Zaragoza.- Los informes de la Confederación Hidrográfica del Ebro indican que la reserva de agua embalsada de la cuenca del Ebro se sitúa a inicios de esta semana, con 4.479 hectómetros cúbicos, al 68,9% de su capacidad total, es decir, un 1,2% por encima de lo registrado la pasada semana. Las lluvias del final del invierno en la cabecera del río están recuperando estas reservas, a la espera de que el deshielo de las nieves acerque estas reservas a un nivel más normalizado, aún a pesar de que las consecuencias de la sequía no están superadas.

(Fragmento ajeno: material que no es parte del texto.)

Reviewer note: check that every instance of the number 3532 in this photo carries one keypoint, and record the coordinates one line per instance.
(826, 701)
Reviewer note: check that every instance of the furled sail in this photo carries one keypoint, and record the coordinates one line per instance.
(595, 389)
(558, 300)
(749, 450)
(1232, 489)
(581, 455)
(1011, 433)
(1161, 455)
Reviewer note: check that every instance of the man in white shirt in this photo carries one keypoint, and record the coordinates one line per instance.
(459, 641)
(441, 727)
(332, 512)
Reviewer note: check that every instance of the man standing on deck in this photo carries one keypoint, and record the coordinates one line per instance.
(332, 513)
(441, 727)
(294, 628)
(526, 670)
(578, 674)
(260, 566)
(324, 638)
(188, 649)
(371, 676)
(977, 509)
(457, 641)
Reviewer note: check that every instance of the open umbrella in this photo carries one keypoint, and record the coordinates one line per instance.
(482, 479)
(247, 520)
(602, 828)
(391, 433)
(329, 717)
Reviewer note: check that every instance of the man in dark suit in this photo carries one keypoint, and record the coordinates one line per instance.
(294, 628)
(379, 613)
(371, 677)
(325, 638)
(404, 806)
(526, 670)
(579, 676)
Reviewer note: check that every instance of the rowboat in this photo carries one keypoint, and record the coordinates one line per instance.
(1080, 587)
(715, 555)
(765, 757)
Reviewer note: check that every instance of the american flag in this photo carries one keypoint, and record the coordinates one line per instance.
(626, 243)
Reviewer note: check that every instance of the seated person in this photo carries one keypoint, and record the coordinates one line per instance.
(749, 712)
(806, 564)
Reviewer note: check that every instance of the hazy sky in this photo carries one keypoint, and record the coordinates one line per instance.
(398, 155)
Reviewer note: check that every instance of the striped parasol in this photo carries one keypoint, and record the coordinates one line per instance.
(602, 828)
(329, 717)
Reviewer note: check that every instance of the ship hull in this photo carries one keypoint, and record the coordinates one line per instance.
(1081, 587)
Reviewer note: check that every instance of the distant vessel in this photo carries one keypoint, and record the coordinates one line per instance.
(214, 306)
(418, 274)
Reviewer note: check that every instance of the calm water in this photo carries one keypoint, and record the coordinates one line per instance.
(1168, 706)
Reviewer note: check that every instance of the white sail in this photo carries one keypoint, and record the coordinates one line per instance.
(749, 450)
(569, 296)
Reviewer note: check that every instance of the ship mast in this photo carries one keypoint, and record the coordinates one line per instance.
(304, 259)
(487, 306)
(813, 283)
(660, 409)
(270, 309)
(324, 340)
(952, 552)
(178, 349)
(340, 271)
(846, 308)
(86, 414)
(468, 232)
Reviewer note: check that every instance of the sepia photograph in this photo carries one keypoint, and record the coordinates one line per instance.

La situación ya es mejor que en 2005. La misma semana del año pasado la reserva era de 4.417 hectómetros cúbicos, y suponía el 67,9% del total de reservas de la cuenca. La cifra también es superior a la registrada en el seco año 2002, que en estas mismas fechas contabilizaba 4.290 hectómetros cúbicos en los embalses de la cuenca del Ebro. Así pues, más que esos años. Pero bastante menos de la media registrada, lo que significa que no se puede hablar aún de final de sequía.
El promedio de la capacidad de los embalses del Ebro en estas fechas durante los últimos cinco años es de 4.980 hectómetros cúbicos, una cifra que es sensiblemente superior a las reservas actuales. Esto es, las lluvias y el deshielo onsiguen paliar la situación de sequía heredada en los últimos casi dos años, pero no se puede dar la situación por aliviada.
Los embalses del eje del Ebro se encuentran ahora al 87,7% de su capacidad, los de la margen derecha al 73,4%, y los de la margen izquierda al 56,6%. El caudal del río Ebro a su paso por las capitales mantiene unas cifras de cierta importancia, tras la avenida ordinaria de hace diez días. En Zaragoza se registraron de media 307 hectómetros cúbicos por segundo de media.